BANK ACCOUNT RECONCILEMENTS Page 3
Risk Assessment - Risk is the possibility that an event will occur and adversely affect the achievement of objectives. Risk assessment is the
process used to identify and assess internal and external risks to the achievement of objectives, and then establish risk tolerances. It is the
basis for determining how risk will be managed.
Control Activities - The actions and tools management establishes through policies and procedures that help to detect, prevent, or reduce the
identified risks that interfere with the achievement of objectives and to respond to risk in the internal control system.
An integral part of the control activity component is segregation of duties. However, in very small governmental units, such segregation may not
be practical. In this case, compensating activities should be implemented which may include additional levels of review for key operational processes and
random and/or periodic review of selected transactions. In smaller units, these reviews and testing of processes might be performed by governing boards
or other elected officials.
There is an expectation of segregation of duties. If compensating controls are necessary, documentation should exist to identify both the areas
where segregation of duties are not feasible or practical and the compensating controls implemented to mitigate the risk. Clear documentation should be
maintained for continuity as well as ease of communication to outside parties.
YES NO
1) Does management identify, analyze and respond to risks regarding the preparation and review of the bank reconcilement?
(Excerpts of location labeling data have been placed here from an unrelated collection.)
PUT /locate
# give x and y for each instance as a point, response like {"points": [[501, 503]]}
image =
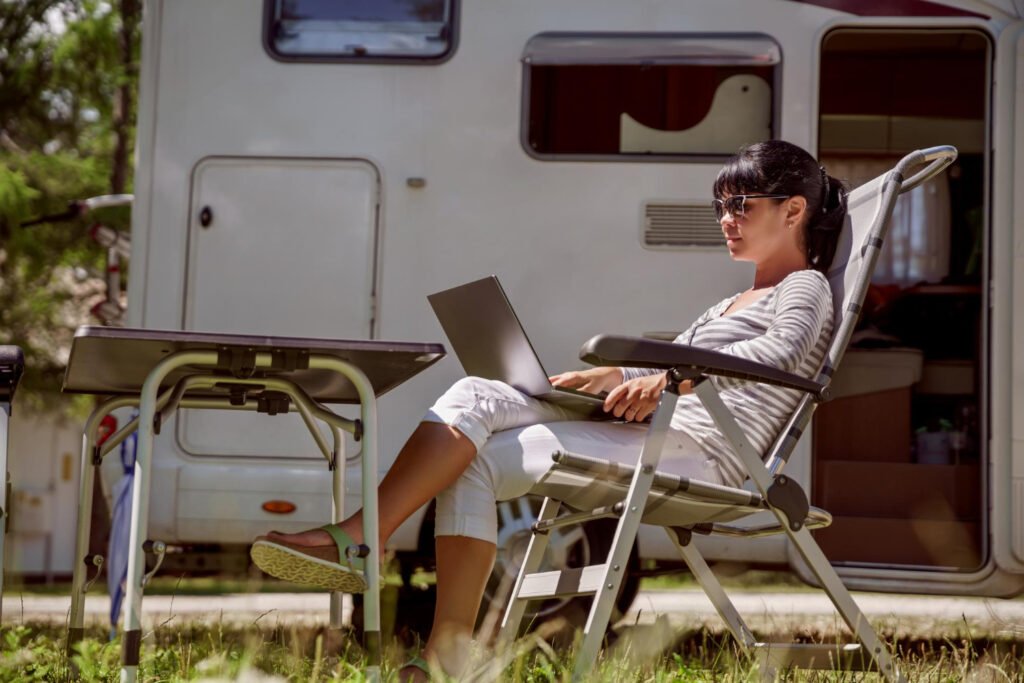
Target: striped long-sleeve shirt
{"points": [[788, 328]]}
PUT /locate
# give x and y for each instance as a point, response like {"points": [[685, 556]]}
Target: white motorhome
{"points": [[313, 168]]}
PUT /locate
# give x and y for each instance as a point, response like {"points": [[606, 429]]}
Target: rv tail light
{"points": [[108, 426], [279, 507]]}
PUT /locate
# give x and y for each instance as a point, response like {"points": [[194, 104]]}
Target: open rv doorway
{"points": [[899, 456]]}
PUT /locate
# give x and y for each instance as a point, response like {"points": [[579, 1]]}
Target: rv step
{"points": [[564, 584], [772, 657]]}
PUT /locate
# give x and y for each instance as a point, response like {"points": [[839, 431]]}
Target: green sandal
{"points": [[334, 567], [417, 663]]}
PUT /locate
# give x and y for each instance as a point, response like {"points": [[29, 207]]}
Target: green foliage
{"points": [[215, 652], [68, 83]]}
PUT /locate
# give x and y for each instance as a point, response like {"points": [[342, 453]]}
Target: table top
{"points": [[117, 360]]}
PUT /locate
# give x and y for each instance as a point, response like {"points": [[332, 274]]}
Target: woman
{"points": [[483, 440]]}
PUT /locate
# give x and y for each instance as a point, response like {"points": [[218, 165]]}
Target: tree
{"points": [[68, 82]]}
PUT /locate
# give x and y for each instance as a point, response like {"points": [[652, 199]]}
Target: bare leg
{"points": [[433, 457], [463, 566]]}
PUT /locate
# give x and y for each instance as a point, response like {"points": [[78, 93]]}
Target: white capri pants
{"points": [[515, 435]]}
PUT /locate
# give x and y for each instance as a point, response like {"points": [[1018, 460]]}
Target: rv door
{"points": [[278, 246], [1007, 473]]}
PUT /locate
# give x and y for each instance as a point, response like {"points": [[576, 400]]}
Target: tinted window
{"points": [[647, 95], [354, 30]]}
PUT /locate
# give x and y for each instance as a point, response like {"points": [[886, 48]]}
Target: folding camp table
{"points": [[162, 371]]}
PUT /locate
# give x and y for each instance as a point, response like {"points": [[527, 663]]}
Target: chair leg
{"points": [[844, 602], [530, 563], [801, 539], [713, 589], [4, 479], [626, 534]]}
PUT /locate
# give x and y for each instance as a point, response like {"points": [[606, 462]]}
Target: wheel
{"points": [[574, 546]]}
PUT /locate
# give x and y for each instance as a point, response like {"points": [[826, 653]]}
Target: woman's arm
{"points": [[595, 380]]}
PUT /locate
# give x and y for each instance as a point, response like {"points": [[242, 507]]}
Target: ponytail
{"points": [[824, 223]]}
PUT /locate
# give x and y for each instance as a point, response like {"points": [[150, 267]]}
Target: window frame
{"points": [[524, 100], [270, 49]]}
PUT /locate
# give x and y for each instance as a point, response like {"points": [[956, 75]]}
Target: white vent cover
{"points": [[677, 224]]}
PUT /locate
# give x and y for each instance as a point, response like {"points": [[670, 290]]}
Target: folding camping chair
{"points": [[596, 488], [11, 367]]}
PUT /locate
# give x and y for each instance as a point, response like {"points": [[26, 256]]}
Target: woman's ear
{"points": [[796, 207]]}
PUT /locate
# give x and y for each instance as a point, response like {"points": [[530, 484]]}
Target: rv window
{"points": [[647, 96], [359, 30]]}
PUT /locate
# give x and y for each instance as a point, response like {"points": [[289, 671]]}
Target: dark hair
{"points": [[776, 167]]}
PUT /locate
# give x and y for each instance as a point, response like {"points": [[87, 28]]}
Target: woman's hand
{"points": [[594, 380], [636, 399]]}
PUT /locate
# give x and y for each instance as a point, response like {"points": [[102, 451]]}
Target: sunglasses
{"points": [[735, 204]]}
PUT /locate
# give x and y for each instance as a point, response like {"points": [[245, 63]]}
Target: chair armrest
{"points": [[11, 367], [689, 360]]}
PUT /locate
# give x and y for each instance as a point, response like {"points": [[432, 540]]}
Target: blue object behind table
{"points": [[117, 552]]}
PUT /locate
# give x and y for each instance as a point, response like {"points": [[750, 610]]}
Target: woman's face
{"points": [[765, 229]]}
a. What areas have been identified regarding the preparation and review of the bank reconcilement that may be exposed to risk?
i. Risk factors may include non-compliance with statutes, changes in management or employees, competence and experience
of personnel assigned to the bank reconcilement process, findings reported in prior audits regarding the bank reconcilement,
new accounting system, new technology allowing alteration of documents, volume of receipt and disbursement transactions,
susceptibility of fraud occurring in receipting and disbursing activities (including both misappropriation of assets and fraudulent
financial reporting), bank errors and various fees not investigated timely, nonsufficient checks received and no timely follow up,
insufficient documentation, interest and finance charges, unauthorized access to accounting applications, override of system
controls, etc.
b. Does management analyze the identified risks to determine the effect of risk on achieving a correct bank reconcilement? For
example, does management consider how likely the risk will occur, if the risk is based on complex or unusual transactions, if the
risk is based on fraud, etc.
c. How has management addressed risks associated with using computerized accounting records, such as unauthorized access
to applications or data, potential loss of data, and reliance or inadequate systems that may adversely affect internal control?
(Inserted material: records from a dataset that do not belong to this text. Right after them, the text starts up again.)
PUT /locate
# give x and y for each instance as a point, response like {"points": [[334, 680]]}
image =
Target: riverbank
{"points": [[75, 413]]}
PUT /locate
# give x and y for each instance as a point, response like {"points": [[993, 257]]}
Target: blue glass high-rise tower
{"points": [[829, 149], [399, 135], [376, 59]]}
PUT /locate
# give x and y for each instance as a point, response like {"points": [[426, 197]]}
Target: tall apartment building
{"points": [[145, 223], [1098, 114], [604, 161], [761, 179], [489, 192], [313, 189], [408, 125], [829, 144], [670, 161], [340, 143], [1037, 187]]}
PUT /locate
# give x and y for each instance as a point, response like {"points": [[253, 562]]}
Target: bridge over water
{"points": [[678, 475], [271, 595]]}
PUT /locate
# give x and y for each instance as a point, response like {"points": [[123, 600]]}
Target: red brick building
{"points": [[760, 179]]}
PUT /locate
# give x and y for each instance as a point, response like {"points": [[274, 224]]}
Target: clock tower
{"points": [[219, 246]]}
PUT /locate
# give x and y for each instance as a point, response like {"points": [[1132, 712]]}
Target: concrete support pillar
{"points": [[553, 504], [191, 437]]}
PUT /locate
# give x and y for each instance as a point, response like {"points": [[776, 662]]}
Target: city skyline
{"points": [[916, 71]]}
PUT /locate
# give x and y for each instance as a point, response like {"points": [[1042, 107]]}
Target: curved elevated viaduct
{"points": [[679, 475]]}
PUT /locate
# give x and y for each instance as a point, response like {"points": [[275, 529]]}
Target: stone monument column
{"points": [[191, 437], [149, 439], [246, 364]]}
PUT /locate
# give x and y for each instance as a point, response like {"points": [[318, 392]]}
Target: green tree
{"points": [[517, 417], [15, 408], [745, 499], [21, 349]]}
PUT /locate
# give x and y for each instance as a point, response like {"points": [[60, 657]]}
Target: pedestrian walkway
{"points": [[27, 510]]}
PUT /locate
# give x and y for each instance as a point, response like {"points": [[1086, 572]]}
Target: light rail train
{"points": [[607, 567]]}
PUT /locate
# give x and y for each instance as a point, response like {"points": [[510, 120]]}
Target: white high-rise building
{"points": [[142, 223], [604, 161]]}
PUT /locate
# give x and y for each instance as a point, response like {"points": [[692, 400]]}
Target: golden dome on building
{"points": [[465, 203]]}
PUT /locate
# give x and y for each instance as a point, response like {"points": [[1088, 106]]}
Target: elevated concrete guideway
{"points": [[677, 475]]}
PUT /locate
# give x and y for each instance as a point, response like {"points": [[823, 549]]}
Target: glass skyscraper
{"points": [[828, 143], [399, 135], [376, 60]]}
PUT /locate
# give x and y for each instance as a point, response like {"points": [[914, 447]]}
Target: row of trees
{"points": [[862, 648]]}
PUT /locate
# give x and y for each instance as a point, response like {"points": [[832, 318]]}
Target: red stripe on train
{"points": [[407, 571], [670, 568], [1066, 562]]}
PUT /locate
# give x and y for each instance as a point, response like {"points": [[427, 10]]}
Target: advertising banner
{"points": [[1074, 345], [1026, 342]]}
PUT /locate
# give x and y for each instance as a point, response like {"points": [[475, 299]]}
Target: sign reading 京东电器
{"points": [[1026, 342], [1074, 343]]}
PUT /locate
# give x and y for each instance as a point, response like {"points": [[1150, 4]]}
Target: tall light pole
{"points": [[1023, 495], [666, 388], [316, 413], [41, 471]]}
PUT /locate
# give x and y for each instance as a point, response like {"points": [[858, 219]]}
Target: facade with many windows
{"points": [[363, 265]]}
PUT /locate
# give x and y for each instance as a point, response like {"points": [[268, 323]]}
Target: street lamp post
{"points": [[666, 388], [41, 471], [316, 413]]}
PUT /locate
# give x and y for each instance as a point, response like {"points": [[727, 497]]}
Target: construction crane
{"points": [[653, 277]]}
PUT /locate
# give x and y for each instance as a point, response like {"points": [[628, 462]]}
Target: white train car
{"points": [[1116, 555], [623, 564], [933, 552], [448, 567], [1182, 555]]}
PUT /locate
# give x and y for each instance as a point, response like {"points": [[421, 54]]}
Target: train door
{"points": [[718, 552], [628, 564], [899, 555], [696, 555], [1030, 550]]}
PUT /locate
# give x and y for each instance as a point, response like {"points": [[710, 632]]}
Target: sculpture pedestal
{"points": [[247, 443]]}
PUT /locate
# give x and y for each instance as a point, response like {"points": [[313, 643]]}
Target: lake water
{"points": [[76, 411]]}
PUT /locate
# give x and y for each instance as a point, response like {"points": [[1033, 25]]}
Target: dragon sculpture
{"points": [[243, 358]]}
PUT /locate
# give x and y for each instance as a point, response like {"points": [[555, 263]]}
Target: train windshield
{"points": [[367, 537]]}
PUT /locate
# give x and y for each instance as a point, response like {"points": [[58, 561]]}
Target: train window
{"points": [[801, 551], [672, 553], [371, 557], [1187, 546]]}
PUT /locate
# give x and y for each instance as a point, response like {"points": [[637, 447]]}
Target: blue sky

d. How has management responded to identified risks? For example, management may accept the risk and take no action,
choose to eliminate certain processes to avoid the risk and/or institute proper internal controls.
e. When needed, does management go back to the governing board to enact or modify policies that will that will clearly define
these areas?
2) Does management clearly define proper procedures for the preparation and review of the bank reconcilement to enable the
identification of risks and to define risk tolerances? Written procedures should be clear and address items such as who will be
involved in the bank reconcilement process, how a correct bank reconcilement will be achieved and when will proper bank
reconcilement procedures be in place.
3) How does management prevent fraud and errors in the accounting records, which are used to compute cash and investment
balances? For example, are important internal control procedures in place such as approvals, regular preparation or review of
reconciliations, review of supporting schedules or reports, etc.?
4) Is management continually aware of changes, both external and internal, that could affect a correct bank reconcilement? If yes,
does management determine any modifications needed in the internal control process to adopt to these changes?
5) Did the governing board or management incorporate external requirements, such as state statutes and Uniform Compliance
Guidelines?
6) What procedures are in place to ensure that the information reported on the bank reconcilement is correct and reflective of the
accounting records and the bank reconcilement is performed monthly?
7) Are employees involved in the bank reconcilement process bonded?
YES NO
1) Is there a system of checks and balances (segregation of duties) to ensure a correct bank reconcilement?
a. Are responsibilities for reviewing the bank reconcilement segregated from those preparing the bank reconcilement?
b. Are responsibilities for preparing the bank reconcilement segregated from those involved in receipting and disbursing activities?
c. Are responsibilities for preparing a reconcilement between the receipts ledger and the credits to the bank account segregated
from those involved in the receipting process?
d. Are responsibilities for preparing a reconcilement between the disbursements ledger and the debits to the bank account
segregated from those involved in the disbursing process?